NCRI Conference Abstracts
Poster Session C ...Haematological cancer

C69 

Genome-wide epigenetic analysis of childhood acute lymphoblastic leukaemia

Thomas Dunwell1, Luke Hesson1, Tibor Rauch2, Daniel Catchpoole3, Eamonn Maher1, John Minna4, Gerd Pfeifer2, Farida Latif1

1University of Birmingham, UK, 2City of Hope, Duarte, USA, 3The Children's Hospital at Westmead, Australia, 4University of Texas, USA

Method
We undertook a high throughput genome-wide screen for identification of novel genes methylated in childhood acute lymphoblastic leukaemia (ALL). We used the MIRA assay (Methylated-CpG Island Recovery Assay) in combination with genome-wide CpG island arrays.

Results
We identified 26 genes with frequent cancer specific methylation in childhood ALL (range of frequencies 25-85%). We demonstrated that the majority of the methylated genes showed loss or absence of gene expression in leukaemia cell lines and that expression could be reintroduced after treatment with a demethylating agent.
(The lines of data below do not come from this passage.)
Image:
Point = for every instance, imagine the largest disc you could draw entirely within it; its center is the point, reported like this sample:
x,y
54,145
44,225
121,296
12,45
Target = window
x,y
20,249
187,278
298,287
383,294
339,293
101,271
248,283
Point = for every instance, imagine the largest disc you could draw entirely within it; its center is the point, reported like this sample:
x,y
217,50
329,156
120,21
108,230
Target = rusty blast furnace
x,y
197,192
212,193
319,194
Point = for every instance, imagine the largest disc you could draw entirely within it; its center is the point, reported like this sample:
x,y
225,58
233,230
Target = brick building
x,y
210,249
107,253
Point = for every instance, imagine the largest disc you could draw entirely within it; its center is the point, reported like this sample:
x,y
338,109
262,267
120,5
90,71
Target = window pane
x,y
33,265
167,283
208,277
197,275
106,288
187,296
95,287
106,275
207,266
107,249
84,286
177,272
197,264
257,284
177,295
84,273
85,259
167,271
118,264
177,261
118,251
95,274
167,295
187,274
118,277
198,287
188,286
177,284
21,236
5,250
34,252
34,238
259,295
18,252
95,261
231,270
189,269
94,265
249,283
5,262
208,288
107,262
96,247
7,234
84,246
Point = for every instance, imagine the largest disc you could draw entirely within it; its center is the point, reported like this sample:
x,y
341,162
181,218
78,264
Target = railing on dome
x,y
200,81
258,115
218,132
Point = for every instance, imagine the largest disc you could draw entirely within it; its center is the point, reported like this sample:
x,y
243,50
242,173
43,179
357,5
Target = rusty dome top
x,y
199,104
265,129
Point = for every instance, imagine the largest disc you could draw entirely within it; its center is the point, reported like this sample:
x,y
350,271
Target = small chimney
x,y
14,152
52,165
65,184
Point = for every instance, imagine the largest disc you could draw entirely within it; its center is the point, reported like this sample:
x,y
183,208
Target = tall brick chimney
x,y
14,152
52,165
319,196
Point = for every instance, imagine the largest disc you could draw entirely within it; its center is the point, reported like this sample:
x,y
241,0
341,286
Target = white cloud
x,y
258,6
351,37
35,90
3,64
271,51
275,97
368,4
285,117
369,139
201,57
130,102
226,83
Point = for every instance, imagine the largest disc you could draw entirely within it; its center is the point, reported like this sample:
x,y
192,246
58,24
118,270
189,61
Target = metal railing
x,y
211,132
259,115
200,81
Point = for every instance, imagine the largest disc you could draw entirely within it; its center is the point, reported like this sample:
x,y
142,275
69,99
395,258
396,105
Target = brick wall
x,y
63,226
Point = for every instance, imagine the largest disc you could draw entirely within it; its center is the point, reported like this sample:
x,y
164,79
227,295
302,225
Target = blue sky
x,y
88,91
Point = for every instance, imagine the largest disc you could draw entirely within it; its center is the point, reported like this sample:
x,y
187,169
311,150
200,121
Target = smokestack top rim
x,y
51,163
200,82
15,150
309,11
We could divide the genes amongst 4 categories:

(1) those only methylated in leukaemia cell lines (n=7)

(2) those frequently methylated both in leukaemia and in blood or bone marrow DNA from healthy controls (n=4)

(3) genes showing cancer specific methylation (n=26)
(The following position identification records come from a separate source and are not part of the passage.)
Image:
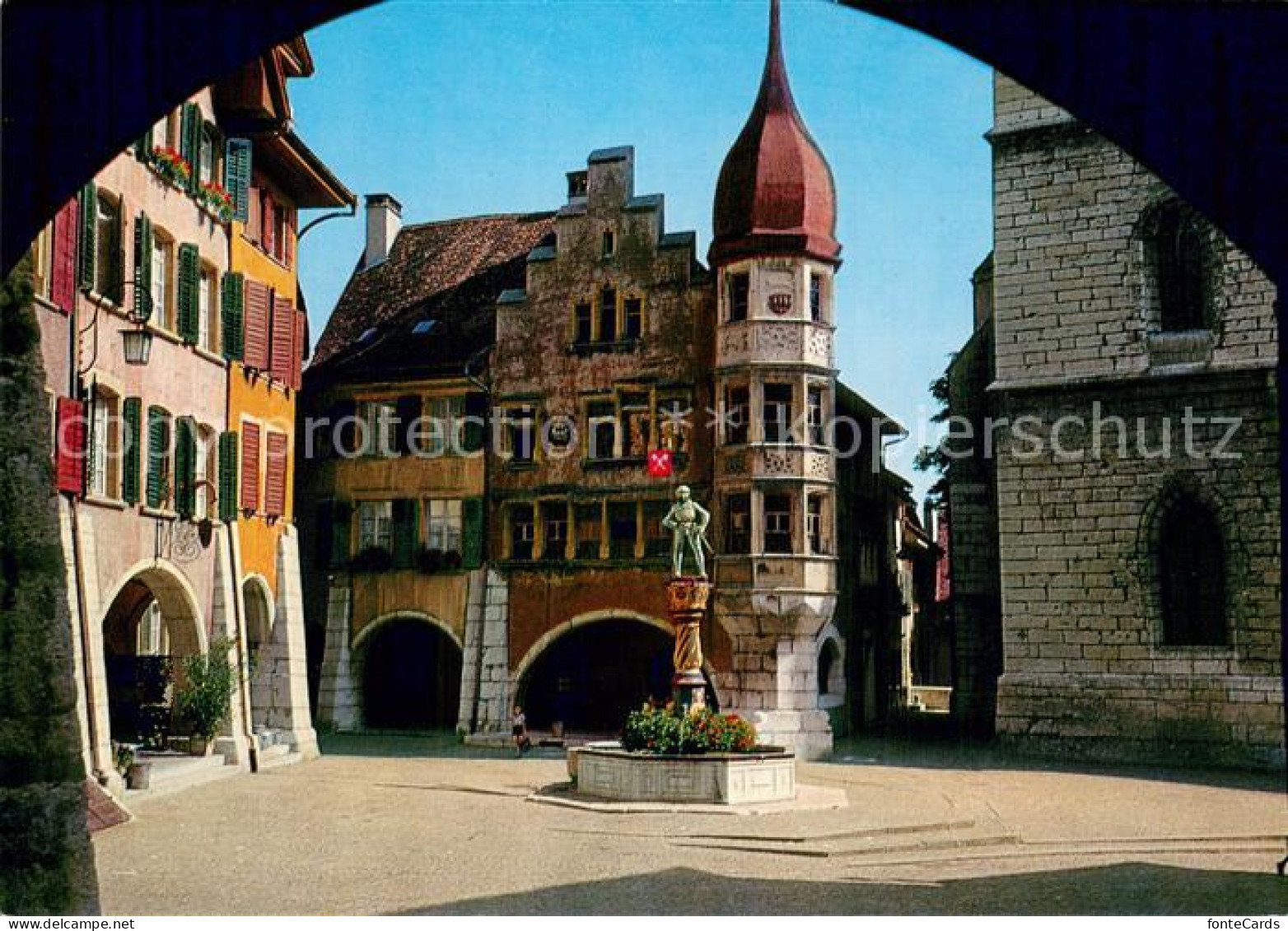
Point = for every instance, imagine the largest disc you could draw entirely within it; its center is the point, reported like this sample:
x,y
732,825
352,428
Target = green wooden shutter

(4) and genes showing significantly different methylation frequencies in specific cell type of childhood leukaemia (B-ALL or T-ALL; n=7)
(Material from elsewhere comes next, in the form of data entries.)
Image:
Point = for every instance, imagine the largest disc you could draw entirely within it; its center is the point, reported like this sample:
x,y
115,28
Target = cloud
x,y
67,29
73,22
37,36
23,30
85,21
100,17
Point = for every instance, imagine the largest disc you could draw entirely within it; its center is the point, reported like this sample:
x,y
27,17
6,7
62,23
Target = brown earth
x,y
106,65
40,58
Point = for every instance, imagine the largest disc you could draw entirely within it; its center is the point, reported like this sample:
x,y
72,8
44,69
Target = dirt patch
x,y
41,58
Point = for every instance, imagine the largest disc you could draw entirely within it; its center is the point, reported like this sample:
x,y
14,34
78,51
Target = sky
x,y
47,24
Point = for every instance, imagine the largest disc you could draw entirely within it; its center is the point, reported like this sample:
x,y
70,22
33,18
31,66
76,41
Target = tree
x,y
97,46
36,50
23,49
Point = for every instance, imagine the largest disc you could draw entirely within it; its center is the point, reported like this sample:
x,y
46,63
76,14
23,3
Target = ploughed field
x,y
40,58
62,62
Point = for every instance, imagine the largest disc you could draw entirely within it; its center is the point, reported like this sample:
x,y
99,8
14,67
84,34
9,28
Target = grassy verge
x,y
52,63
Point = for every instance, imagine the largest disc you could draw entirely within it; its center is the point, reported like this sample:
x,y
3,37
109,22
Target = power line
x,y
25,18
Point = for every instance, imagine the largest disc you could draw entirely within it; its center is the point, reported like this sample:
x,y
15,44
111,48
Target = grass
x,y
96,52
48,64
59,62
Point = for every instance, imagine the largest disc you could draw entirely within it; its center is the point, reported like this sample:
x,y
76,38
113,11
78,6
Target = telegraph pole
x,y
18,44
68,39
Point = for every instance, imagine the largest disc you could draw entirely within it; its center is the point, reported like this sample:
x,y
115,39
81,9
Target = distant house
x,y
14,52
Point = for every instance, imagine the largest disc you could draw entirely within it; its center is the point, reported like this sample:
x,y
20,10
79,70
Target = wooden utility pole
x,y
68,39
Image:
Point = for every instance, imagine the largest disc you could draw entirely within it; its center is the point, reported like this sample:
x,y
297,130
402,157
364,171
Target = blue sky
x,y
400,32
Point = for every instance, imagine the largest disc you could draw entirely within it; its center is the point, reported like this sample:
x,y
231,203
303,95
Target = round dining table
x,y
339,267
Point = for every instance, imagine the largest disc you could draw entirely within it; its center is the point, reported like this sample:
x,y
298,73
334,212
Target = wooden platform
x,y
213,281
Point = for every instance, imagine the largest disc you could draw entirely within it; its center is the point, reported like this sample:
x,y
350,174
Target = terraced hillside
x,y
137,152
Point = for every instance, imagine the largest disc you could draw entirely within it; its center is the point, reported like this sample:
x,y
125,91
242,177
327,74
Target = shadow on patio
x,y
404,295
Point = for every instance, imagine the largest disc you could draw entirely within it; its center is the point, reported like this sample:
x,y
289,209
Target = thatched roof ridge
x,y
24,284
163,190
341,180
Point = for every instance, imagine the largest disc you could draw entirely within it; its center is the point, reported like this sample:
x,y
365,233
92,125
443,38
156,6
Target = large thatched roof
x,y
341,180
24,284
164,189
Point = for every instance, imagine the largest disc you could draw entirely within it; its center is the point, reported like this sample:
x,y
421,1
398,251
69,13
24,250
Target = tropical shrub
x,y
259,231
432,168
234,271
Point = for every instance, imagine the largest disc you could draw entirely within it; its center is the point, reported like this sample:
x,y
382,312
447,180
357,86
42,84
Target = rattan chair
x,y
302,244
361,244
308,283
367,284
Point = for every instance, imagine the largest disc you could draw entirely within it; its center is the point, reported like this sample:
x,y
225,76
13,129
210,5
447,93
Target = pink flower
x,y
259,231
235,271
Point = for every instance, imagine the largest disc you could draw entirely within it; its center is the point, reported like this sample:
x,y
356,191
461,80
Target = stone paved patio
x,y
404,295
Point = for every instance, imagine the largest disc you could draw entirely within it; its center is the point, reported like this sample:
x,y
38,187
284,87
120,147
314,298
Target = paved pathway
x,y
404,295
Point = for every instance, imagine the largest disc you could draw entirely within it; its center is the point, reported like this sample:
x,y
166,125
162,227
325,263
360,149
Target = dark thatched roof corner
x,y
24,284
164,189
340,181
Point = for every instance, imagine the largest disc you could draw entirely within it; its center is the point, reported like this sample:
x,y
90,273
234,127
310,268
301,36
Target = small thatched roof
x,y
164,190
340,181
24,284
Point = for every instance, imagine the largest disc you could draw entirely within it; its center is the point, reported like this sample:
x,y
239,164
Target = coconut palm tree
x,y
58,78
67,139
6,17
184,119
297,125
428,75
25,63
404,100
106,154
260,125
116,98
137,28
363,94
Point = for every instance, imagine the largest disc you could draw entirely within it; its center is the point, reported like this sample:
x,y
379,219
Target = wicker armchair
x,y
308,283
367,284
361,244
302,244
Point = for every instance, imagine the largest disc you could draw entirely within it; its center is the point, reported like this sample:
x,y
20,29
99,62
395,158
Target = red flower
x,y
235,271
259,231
Furthermore, of the 26 leukaemia specific genes, 15 were novel genes that had not been previously shown to be methylated in any cancer, whilst for the rest this is the first report of their frequent methylation in childhood ALL. The cancer specific genes fell into several important functional pathways including genes involved in cell cycle regulation, apoptosis, cell growth etc. We also tested the above genes for methylation across a range of epithelial cancers (lung, breast, kidney, colorectal, brain). Several of the genes demonstrated frequent methylation across these common epithelial cancers.

Conclusion
In conclusion, we have identified a large number of frequently epigenetically inactivated genes in childhood ALL and demonstrated that some of these are also methylated across common epithelial cancers. Hence making them ideal candidates as potential diagnostic markers across a panel of common childhood and adult cancers.